Il faut aussi prendre en compte que la cote d’un artiste, et donc que le prix de ses tableaux sont liés à "la période de création". "Les vrais artistes sont des personnes qui sont reliées directement par le doigt, comme le tableau de Michel-Ange, avec l'universel, avec le ciel, estime le commissaire-priseur. À un moment donné, ils ressentent une inspiration universelle qui leur fait faire des chefs-d'œuvre et souvent, cette inspiration ne va pas durer toute leur vie".

"Ils vont créer des chefs-d'œuvre et puis, dix ans après, cette lumière sera éteinte."

Jean-Pierre Osenat, commissaire-priseur

à franceinfo

Jean-Pierre Osenat cite pour exemple Derain et Vlaminck dont les peintures réalisées pendant la période fauve peuvent valoir des millions d’euros alors que les œuvres qu’ils ont créées dix ans après ne sont estimées qu’à des dizaines ou des centaines de milliers d’euros.

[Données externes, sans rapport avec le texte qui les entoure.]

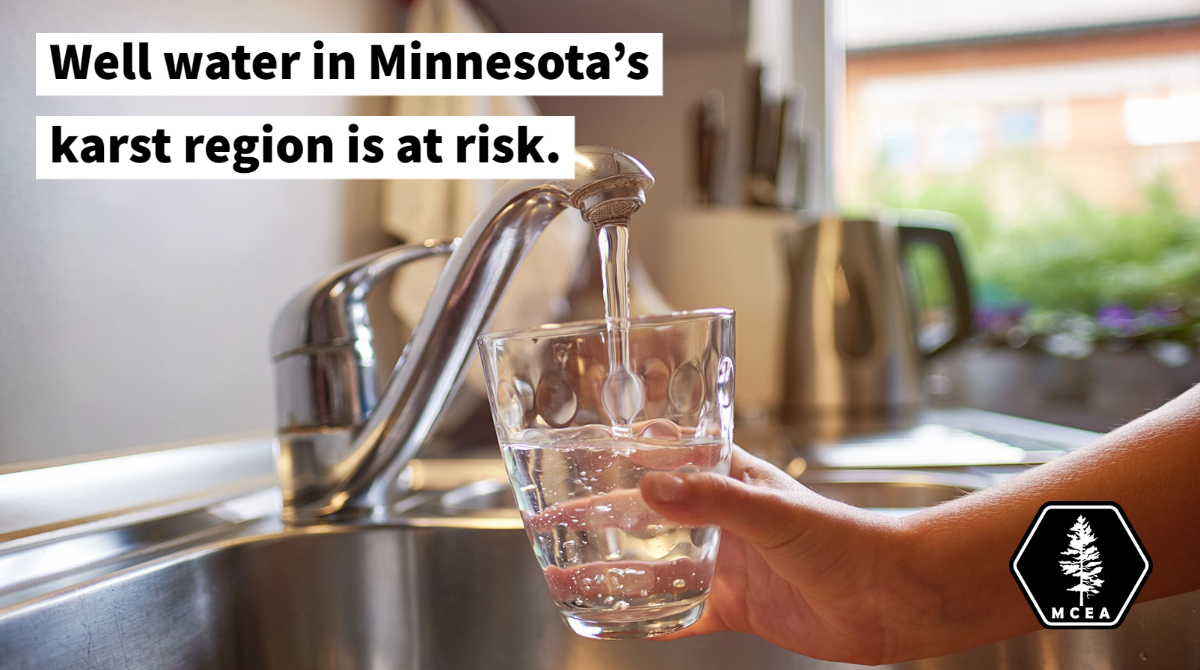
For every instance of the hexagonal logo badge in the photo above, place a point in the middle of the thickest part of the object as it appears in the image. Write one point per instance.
(1080, 564)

Ces critères peuvent s’appliquer, d’une certaine façon, aux autres objets mis aux enchères. "Les artistes ont des cotes, les meubles ont des cotes, les objets d’art, tout", souligne le président de la maison Osenat. Cela vaut par exemple pour la bouteille de whisky mise aux enchères par Sotheby’s à Londres, samedi 18 novembre, et considérée comme "la plus chère du monde". C’est une bouteille de Macallan vieille de 97 ans dont le prix est estimé aux environs d’1,5 million d’euros. Le même modèle avait été vendu en 2019 à près d’1,7 million d’euros, ce qui constitue donc un élément d’estimation pour cette nouvelle vente. Ce prix peut s’expliquer par l’ancienneté et la rareté de ce millésime de Macallan, dont il n’existe que 40 bouteilles. Même chose pour cette Ferrari adjugée le 13 novembre à 51,7 millions de dollars. La même voiture, une Ferrari de 250 GTO de 1962, était partie en 2018 à 48,4 millions de dollars, sachant que seulement un peu plus de 36 000 GTO ont été produites.

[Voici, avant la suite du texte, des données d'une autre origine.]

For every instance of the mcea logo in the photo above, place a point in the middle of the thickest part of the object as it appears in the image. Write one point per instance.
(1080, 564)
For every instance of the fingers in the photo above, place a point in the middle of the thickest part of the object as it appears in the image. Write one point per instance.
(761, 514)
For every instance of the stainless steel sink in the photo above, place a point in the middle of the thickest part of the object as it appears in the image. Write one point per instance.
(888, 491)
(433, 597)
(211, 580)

Mais le prix de vente réel peut être très différent de l’estimation de départ

Les prix peuvent s’envoler et c’est la loi de l’offre et de la demande, selon Jean-Pierre Osenat. "Si le tableau de Picasso Femme à la montre est parti à 139 millions de dollars, c’est parce qu'il y avait déjà eu des offres à 138 millions", assure-t-il. Le commissaire-priseur reconnaît que l’on peut se demander s’il n’y a pas aussi "un peu de spéculation dans tout cela".

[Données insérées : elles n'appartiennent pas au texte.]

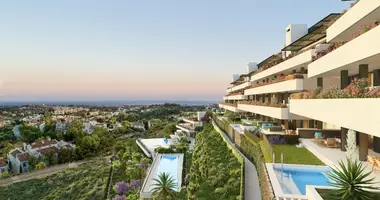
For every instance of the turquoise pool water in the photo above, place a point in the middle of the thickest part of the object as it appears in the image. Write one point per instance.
(294, 180)
(169, 164)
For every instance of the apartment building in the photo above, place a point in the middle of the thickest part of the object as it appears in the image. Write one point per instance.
(325, 78)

Pour lui, si les prix de vente peuvent monter aussi haut, c’est avant tout parce que les acheteurs recherchent "le meilleur". "Quand vous avez déjà tout, peut-être que vous voulez, dans quelque domaine que ce soit, avoir ce qu’il y a de mieux, la crème de la crème", note-t-il. Le commissaire-priseur va par exemple diriger des enchères dimanche 19 novembre où un chapeau de Napoléon sera mis en vente. "Combien va-t-il faire ?, s’interroge Jean-Pierre Osenat. Qu'est-ce que ça veut dire la valeur d'un chapeau de Napoléon ? Car c’est un bout de feutre noir, mais qui représente l’histoire de France, l'épopée de Napoléon. Et quand on est collectionneur de souvenirs historiques, notamment napoléoniens, qu’est-ce-qu’on peut avoir de mieux ?" Il est estimé entre 600 000 et 800 000 euros, sachant qu’un autre bicorne de Napoléon a déjà été acheté 1,8 million d’euros en 2014.

"Les personnes qui achètent ce type de produit sont des personnes qui ont des fortunes considérables. Et je trouve formidable que ces gens-là consacrent une partie de leur fortune à défendre le marché de l’art. C’est une chance", analyse le président du SYMEV. Il rappelle dans le même temps que les commissaires-priseurs font des milliers de ventes par jour et le prix moyen d’un objet vendu aux enchères s’établit entre 20 et 30 euros.